Markovian Compression: Looking to the Past Helps Accelerate the Future
Andrey Veprikov, Vladimir Solodkin, Mikhail Rudakov, Petr Babkin, Aleksandr Beznosikov
TL;DR
This work tackles the communication bottleneck in distributed optimization by introducing history-aware Markovian compressors, specifically BanLast and Kawasaki, that depend on past iterations.They integrate these into QSGD (MQSGD) and a momentum-accelerated variant (AMQSGD) and establish convergence guarantees across nonconvex, PL, and strongly convex regimes, with bounds that explicitly involve the Markov chain mixing time. Empirical results on CIFAR-10 and GLUE (ResNet-18, DeBERTaV3-base) demonstrate faster convergence and improved performance over unbiased and competing compression schemes, validating practical effectiveness despite theoretical looseness relative to traditional unbiased compression. The findings highlight a viable path to faster, scalable distributed optimization under communication constraints, with clear guidance on how history length and forgetting factors influence performance.

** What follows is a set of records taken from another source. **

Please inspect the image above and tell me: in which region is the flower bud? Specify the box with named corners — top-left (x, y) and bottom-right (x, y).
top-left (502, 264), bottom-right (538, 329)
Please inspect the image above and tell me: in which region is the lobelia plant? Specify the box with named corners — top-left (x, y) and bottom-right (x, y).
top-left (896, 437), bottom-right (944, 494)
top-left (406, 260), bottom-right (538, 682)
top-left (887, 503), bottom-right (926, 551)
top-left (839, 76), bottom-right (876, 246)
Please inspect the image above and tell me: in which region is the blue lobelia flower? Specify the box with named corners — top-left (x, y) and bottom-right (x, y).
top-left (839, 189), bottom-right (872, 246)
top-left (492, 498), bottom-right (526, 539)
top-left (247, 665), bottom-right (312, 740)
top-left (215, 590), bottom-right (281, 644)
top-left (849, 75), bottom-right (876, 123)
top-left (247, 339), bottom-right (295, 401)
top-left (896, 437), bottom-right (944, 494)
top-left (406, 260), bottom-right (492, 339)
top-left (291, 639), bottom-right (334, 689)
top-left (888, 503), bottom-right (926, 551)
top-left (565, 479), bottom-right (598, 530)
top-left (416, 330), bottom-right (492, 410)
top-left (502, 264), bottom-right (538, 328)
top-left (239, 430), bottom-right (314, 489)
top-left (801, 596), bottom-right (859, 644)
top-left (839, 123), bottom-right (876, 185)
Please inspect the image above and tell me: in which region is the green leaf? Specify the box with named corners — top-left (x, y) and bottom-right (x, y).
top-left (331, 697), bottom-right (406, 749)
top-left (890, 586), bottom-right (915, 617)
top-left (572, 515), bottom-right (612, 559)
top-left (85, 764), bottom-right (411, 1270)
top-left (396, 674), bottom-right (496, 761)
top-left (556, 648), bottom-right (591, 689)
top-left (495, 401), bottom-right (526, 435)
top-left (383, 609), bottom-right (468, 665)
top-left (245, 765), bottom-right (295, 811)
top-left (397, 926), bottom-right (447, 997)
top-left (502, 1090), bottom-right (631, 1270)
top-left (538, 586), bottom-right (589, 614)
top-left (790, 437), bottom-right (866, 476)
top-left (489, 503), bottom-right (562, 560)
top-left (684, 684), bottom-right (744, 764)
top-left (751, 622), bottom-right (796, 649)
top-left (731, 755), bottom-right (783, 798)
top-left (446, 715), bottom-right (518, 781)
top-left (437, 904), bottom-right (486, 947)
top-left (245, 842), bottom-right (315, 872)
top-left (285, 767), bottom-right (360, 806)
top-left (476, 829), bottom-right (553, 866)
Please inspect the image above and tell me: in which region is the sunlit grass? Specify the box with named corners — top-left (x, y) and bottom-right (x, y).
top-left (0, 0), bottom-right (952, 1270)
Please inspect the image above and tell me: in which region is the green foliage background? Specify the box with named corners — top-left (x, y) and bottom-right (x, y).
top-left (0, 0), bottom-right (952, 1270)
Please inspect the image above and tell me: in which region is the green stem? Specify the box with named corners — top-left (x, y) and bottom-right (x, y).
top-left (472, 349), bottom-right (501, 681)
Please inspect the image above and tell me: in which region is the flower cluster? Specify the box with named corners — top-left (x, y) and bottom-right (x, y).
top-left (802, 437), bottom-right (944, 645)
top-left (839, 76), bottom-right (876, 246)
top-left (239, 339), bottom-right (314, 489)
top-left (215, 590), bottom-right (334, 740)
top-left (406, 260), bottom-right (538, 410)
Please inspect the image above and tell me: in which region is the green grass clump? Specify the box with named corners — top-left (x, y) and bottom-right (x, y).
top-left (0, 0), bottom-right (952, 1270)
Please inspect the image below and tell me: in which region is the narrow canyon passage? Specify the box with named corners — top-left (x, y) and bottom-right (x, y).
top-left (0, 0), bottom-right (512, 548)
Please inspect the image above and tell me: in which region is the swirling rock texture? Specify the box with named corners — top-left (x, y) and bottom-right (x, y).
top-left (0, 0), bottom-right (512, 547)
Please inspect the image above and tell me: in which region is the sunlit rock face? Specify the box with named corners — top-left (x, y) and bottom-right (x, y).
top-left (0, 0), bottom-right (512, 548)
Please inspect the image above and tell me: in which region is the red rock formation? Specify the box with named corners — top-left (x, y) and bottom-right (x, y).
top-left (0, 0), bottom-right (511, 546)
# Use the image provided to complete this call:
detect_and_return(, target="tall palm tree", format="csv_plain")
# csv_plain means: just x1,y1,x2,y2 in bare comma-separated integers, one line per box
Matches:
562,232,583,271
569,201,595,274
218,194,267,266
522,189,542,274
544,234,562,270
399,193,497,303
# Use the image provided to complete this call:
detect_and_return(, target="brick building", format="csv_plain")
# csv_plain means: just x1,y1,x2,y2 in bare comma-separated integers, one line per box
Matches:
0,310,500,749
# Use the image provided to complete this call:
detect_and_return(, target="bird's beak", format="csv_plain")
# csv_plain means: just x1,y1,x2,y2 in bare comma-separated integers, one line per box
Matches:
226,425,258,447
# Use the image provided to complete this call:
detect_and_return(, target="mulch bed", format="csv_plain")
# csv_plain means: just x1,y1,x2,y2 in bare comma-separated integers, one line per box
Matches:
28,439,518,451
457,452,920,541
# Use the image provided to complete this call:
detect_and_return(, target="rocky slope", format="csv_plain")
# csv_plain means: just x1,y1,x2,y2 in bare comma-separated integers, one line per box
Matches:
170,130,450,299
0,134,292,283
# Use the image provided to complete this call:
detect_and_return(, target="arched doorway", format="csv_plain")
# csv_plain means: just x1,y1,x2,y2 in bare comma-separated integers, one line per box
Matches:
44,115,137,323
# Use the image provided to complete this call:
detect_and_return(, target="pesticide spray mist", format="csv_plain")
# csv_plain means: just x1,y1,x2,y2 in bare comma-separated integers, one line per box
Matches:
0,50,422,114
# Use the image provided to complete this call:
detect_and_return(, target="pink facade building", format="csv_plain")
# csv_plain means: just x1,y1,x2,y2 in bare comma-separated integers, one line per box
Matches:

Overall, the proposed Markovian compression framework broadens the toolkit for distributed learning by leveraging information from previous transmissions to accelerate future iterations.
Abstract
This paper deals with distributed optimization problems that use compressed communication to achieve efficient performance and mitigate communication bottleneck. We propose a family of compression schemes in which operators transform vectors fed to their input according to a Markov chain, i.e. the stochasticity of the compressors depends on previous iterations. The compressors are implemented in the vanilla Quantized Stochastic Gradient Descent algorithm (QSGD), and, to further improve the efficiency and convergence rate, in the momentum accelerated QSGD. We provide convergence results for our algorithms with Markovian compressors, the analysis covers non-convex, Polyak-Lojasiewicz, and strongly convex cases. To demonstrate the applicability of our approach to distributed data-parallel optimization problems, we conduct experiments on the CIFAR-10 and GLUE datasets with the Resnet-18 and DeBERTaV3 models. Practical results show the superiority of methods that use our compressor design over existing schemes.